Implement ETL Processes: Use AWS Glue and PySpark to implement ETL processes.
Create and Integrate APIs for Near-Live Data Streaming: Develop and manage APIs to facilitate near-live data streaming, integrating with various systems and platforms.
Collaborate with Data Architects: Work closely with data architects to implement data models, data lakes, and data warehouses, aligning with organizational goals and industry standards. Implement complex data projects.
Collaborate with Data Scientists: Assist in data-related technical issues and support their data infrastructure needs.
Implement Data Integration Solutions: Develop and manage data integration strategies, including pub/sub and data streaming services, to support various platforms and systems.
Optimize Performance: Monitor and optimize data systems' performance, ensuring smooth operations and optimal resource utilization.
Ensure Data Compliance: Establish data governance policies and adhere to regulatory requirements, maintaining data integrity and security.
Support AI and Machine Learning Initiatives: Collaborate with AI teams to provide data support for machine learning models and algorithms.
Technology Evaluation: Evaluate and implement new technologies and tools that align with the company's vision, including cloud platforms such as AWS, GCP, and Azure.
Skills
Python, PySpark
AWS Glue, S3, Data Lake
ETL processes
Terraform (plus)
Qualifications
Bachelor’s or Master’s degree in Computer Science, Information Technology, or related field.

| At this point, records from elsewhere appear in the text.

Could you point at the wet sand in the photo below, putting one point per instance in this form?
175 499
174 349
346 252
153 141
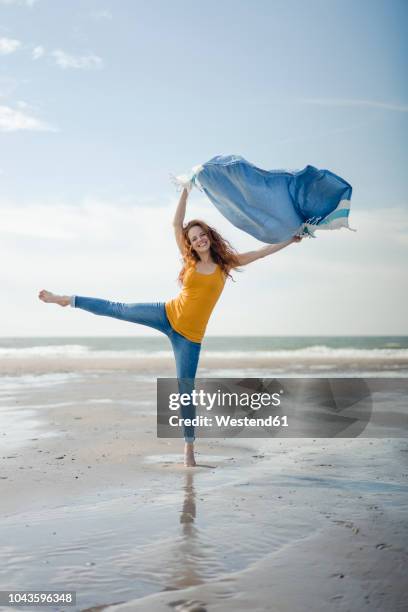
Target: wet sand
93 501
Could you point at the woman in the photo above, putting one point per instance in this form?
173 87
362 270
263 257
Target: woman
208 260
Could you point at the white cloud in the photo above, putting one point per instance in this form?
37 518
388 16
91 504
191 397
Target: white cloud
38 52
29 3
102 14
84 62
402 108
12 120
9 45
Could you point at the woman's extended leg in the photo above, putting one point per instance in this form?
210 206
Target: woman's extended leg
152 314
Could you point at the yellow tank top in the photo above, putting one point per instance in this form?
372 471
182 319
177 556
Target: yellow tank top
190 311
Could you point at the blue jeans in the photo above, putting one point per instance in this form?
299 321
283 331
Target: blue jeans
154 315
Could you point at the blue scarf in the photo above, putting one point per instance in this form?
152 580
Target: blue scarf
272 205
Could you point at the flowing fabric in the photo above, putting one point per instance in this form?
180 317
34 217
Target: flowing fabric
272 205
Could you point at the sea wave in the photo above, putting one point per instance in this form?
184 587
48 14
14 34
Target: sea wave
82 351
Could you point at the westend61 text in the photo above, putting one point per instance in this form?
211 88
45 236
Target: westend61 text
227 421
222 398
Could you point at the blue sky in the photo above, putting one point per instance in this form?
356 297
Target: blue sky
100 101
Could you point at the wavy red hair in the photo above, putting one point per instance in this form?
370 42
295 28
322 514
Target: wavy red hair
221 250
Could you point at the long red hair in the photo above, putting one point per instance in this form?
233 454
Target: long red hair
221 250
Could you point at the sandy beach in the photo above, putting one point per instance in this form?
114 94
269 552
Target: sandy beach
92 501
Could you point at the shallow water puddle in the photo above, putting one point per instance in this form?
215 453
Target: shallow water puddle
173 533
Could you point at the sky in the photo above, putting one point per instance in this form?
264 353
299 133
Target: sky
100 101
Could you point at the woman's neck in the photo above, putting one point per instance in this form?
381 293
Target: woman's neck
206 258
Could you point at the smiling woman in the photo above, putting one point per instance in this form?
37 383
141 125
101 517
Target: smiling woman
207 262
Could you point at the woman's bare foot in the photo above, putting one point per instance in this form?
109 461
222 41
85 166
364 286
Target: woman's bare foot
189 460
52 298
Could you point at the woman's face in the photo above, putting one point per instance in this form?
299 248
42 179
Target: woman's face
199 239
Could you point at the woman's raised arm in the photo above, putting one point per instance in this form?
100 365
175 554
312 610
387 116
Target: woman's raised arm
179 219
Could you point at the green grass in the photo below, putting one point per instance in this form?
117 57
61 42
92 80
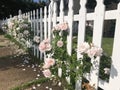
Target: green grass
15 41
107 45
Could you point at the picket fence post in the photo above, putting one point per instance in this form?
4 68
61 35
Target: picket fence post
55 14
45 23
82 23
70 23
97 39
61 11
41 29
115 67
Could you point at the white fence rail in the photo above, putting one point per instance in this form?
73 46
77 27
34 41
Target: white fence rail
42 24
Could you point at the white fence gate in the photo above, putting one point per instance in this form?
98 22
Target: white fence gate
42 25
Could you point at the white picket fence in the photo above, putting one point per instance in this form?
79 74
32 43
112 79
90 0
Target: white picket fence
43 23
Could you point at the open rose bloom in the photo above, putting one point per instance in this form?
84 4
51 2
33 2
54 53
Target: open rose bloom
45 45
60 43
48 63
90 50
61 26
47 73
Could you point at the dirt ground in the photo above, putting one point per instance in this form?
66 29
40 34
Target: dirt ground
13 72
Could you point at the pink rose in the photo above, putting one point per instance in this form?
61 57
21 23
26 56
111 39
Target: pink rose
61 26
91 52
60 43
99 52
46 66
49 61
45 45
42 47
83 47
47 73
64 26
48 47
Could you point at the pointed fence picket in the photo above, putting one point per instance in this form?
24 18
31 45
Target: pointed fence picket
43 21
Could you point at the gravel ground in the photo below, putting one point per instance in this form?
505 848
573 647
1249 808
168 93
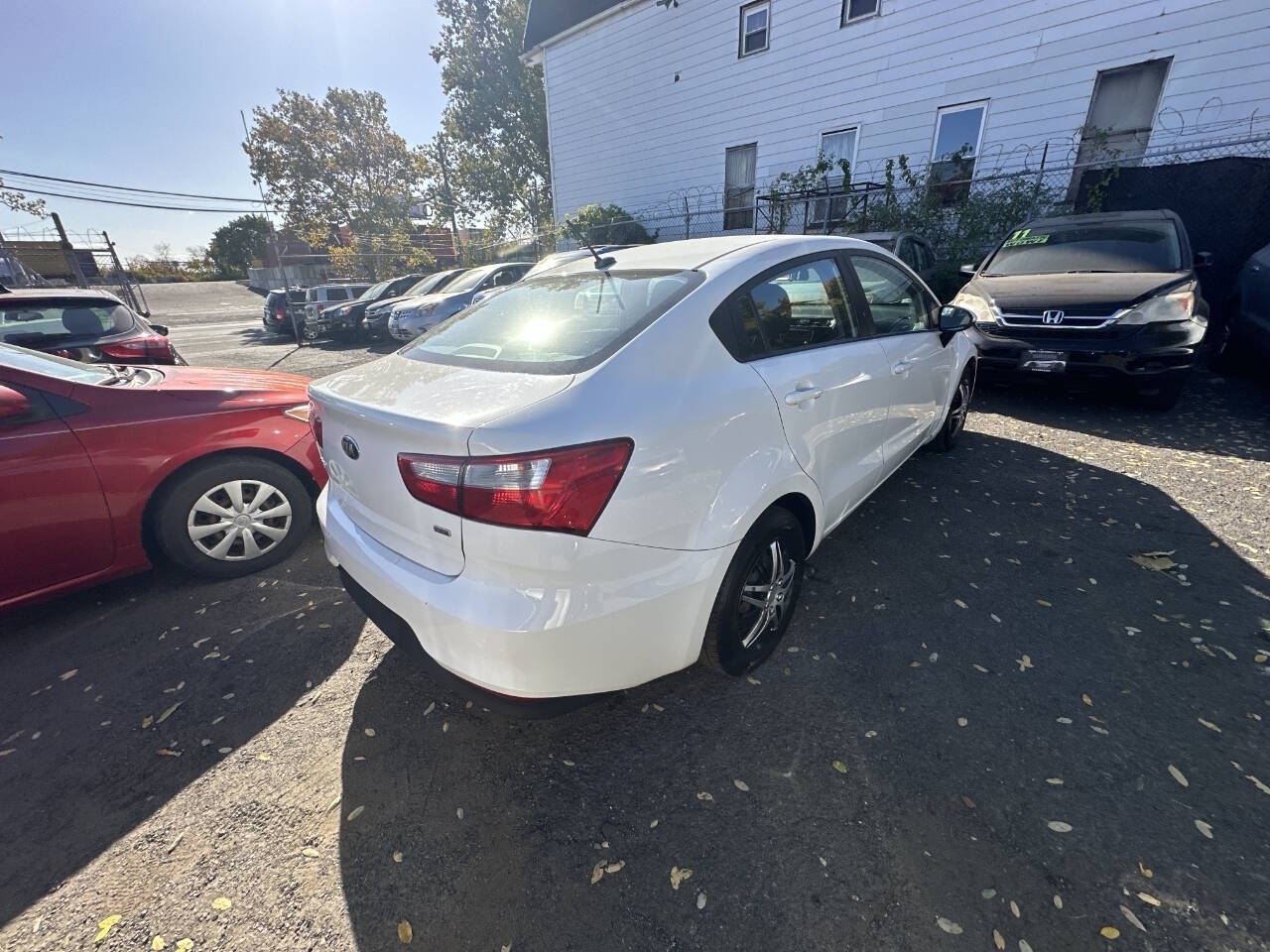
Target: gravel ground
989 728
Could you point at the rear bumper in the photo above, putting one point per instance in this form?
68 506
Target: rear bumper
583 617
1146 354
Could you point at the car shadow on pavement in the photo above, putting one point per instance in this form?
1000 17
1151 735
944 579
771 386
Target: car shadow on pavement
1216 416
968 728
116 698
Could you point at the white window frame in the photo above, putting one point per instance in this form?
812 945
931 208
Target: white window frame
960 108
846 7
767 30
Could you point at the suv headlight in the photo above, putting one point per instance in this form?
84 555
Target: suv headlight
1178 306
983 311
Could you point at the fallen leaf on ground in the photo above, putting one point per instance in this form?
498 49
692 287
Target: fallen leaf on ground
1133 920
103 928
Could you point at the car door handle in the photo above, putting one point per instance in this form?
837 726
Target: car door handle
802 395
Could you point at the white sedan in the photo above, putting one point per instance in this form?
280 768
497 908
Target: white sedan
617 467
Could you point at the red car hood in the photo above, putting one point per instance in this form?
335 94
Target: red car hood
232 386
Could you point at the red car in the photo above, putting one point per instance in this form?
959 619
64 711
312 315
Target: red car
104 465
91 325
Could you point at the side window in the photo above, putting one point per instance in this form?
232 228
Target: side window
897 302
802 306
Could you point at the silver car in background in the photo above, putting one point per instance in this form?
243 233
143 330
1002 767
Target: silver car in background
413 317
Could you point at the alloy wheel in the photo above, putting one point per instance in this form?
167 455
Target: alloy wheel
239 520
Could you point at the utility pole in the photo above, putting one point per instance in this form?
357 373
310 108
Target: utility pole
68 252
449 195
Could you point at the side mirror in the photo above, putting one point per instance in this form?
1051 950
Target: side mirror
13 404
953 318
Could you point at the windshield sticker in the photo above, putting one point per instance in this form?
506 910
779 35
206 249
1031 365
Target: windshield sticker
1024 236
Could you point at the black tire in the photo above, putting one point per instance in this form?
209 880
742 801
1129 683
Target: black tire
1162 394
731 620
176 517
959 409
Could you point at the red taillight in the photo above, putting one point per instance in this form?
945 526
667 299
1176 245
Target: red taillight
564 489
150 348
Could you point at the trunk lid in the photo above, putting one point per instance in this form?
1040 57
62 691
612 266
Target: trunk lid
400 405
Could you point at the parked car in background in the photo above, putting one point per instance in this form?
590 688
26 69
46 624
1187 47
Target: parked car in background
318 298
377 313
93 326
1243 327
348 318
1107 298
278 308
409 320
593 477
908 248
104 466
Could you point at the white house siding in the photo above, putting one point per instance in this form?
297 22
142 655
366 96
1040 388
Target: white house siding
624 131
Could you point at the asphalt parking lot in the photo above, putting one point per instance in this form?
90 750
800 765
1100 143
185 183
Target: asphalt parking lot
1005 719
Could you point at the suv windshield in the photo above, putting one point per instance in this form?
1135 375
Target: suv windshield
51 366
556 324
44 321
1072 249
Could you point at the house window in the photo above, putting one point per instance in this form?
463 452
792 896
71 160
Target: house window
858 10
957 136
835 146
753 28
738 186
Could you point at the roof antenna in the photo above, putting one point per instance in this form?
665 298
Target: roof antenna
601 263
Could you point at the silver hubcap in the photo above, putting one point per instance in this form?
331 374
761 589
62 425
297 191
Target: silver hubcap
771 597
239 520
960 408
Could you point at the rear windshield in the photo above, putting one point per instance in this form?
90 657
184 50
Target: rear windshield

3+ years of experience in data engineering, data modeling, or related areas.
Extensive experience in Python, with the ability to develop efficient data pipelines and processes.
Knowledge and experience with SQL and NoSQL databases, understanding how to manipulate and analyze data effectively.
Experience in API creation and integration for near-live data streaming, with a deep understanding of data synchronization and real-time processing.
Familiarity with data lake and data warehouse technologies, and experience with at least one large-scale data implementation.
Knowledge of major cloud platforms such as AWS, GCP, and Azure, and experience with pub/sub and data streaming services.
Strong understanding of the retail industry, with a focus on technology-driven solutions.
About the Company
Retailogists is your comprehensive retail partner dedicated to optimizing your ROI. Leveraging cutting-edge technology and data-centric digital marketing, we fuel your business growth and help you achieve your objectives. Our seasoned experts simplify the complexities of eCommerce, from devising effective digital strategies to crafting high-performance transactional platforms and executing intelligent marketing plans.
We excel in streamlining your business operations through automation and synchronization, covering areas such as transactional solutions for both B2C and B2B, merchandising, logistics optimization, and systems integrations, including ERP, inventory, and CRM.
We also specialize in building state-of-the-art data infrastructure that empowers you with actionable business insights, ranging from straightforward reporting to AI-driven decision-making.